“Old-school GTO fans may not like the Euro-style looks of the modern-day incarnation, but there’s no denying that under its skin beats the heart of a true muscle car.” Edmunds.com review of the 2005 GTO
- A new more powerful engine brought performance up to 400 horsepower.
- A new split dual-exhaust system is added.
- Hood scoops were added to the car.
Muscle Car Specifications
Other than the aforementioned changes, the 2005 Pontiac GTO was nearly an identical copy of the 2004 model. In fact, Pontiac made very few changes to the car at all over its short three-year lifespan after it was reintroduced in 2004.
But the big news for 2005 was the bigger engine that increased the performance of the already swift muscle car. The 400 horsepower rating was up from 350 the year before, and torque was increased from 365 foot pounds to 395. Along with the new engine came a 6.0 badge on the trunk of the car, which was reminiscent of the 6.0 badges on the original 1964 GTOs.
Pontiac called the GTO a “contemporary performer,” and attributes its corner ability and comfortable ride to a fully independent suspension and a semi-trailing arm design. The cars also came standard with traction control and a limited slip differential.
As it was in 2004, the car only had one option, which was to trade the standard five-speed automatic transmission for a six-speed manual transmission. Later in the year, however, 18-inch wheels were made available as an option, replacing the standard 17-inch alloy wheels.
2005 Pontiac GTO
As it had been in 2004, the GTO was only available in one model. But what the car lacked in options, it made up for in its impressive array of standard features. The interior of the car featured all leather seating, and leather covered the steering wheel and shifter knob, as well. Metal interior trim provided the car with a modern and sleek look. Four colors, red, blue, purple and black, were available for the interior, and could be matched to the exterior color. Two new exterior colors, blue and gray, were made available in 2005. Other standard features included keyless entry, power windows and door locks, power seats and a six-disc in-dash Blaupunkt CD changer.
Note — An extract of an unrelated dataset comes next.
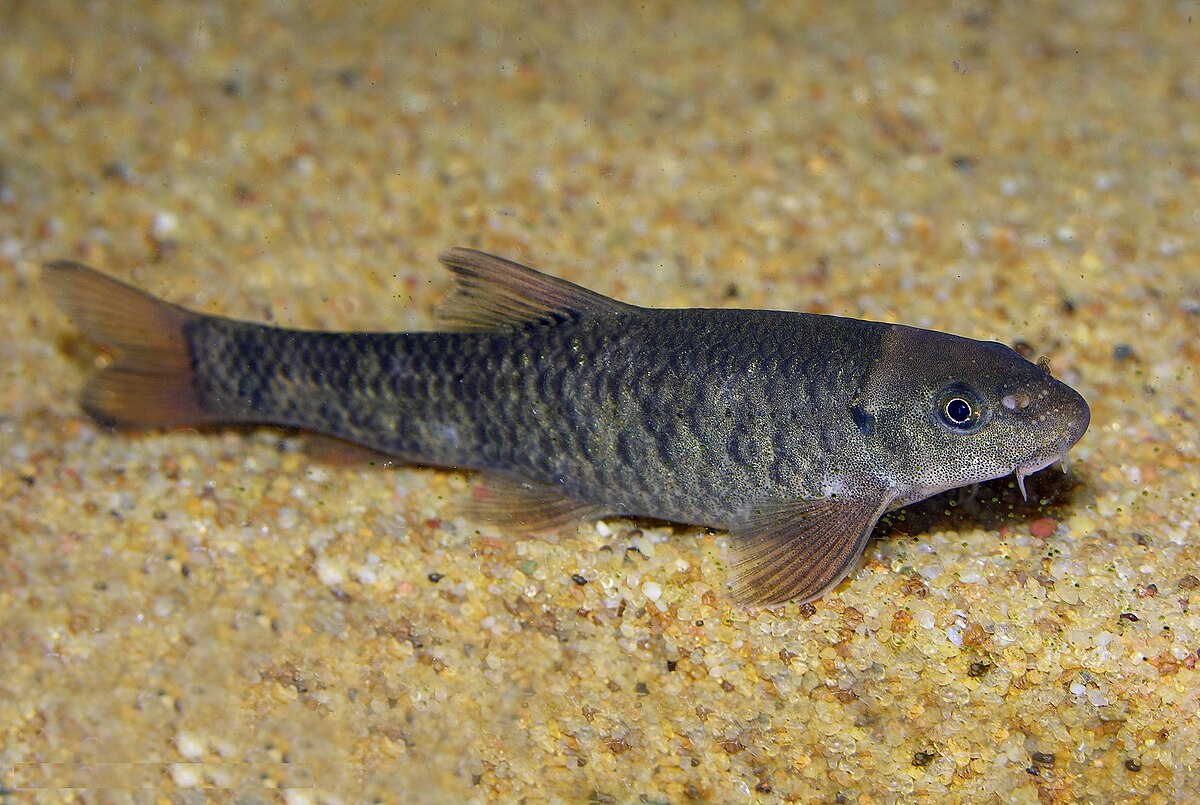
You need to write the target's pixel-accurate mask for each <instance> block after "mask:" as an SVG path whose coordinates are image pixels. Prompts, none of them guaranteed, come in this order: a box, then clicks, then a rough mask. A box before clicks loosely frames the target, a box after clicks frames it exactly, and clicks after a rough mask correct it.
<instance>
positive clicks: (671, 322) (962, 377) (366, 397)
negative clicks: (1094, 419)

The GTO was the only Pontiac car to include the European Blaupunkt sound system.
Even with all the standard features, sales were down sharply for the car. Only 11,069 were produced, down from 15,740 the year before. This is despite a slight price drop that brought the MSRP down to $32,295 from $33,000 the year before. The six-speed manual transmission added $695 to this price, while the 18-inch wheels added $495. Production would pick up slightly the following year, but not enough to stop the discontinuation of the GTO model.
In a 2005 article, Car and Driver compared the Pontiac GTO to the then newly released fifth-generation Mustang, which put the two cars with the retro name plates head-to-head. But in the end, the Mustang was named as the winner, in large part because of its exciting retro styling.
“With 6.0 liters of power, [the GTO] won most of the performance tests as well as the fun-to-drive category, but what the GTO lacked last year it lacks this year: Watch one go by on the street, and the design still won’t trigger an arrhythmia like a 400-hp coupe should. If only it looked as stunning as the new Mustang, we might have forgiven the mislaid pedals, the stubborn shifter, and even the roughly $5,000 difference in price. Unfortunately for Pontiac, our comparo jury wasn’t blind.”
Whether for these reasons or others, the car-buying public also wasn’t impressed with the new GTO. It would only take until February 2006 for GM to announce the cancellation of the car.
|LS2||364ci (6.0L)||SFI||400 hp @ 6000 rpm||400 lb-ft @ 4400 rpm|
|0 to 60 mph||Quarter Mile||Engine||Source|
|4.8 sec||13.3 sec||364ci/400hp||Car & Driver Jan 05|
2005 yellow Jacket
Extremely satisfy with this car,,handles great and responds with power and torque, my yellow jacket is a head turner, gets compliments everywhere, something different from other modern muscle cars.
It’s All About The Looks Baby
In its second year, the GTO faced the newly redesigned Mustang. The GTO was a better performance car in almost every category but it just didn’t matter. The Mustang with its new retro looks stole the show. True muscle car fans may have loved the understated looks along with the blistering performance of the GTO. But everyone else just couldn’t keep their eyes off of the Mustang. Too bad!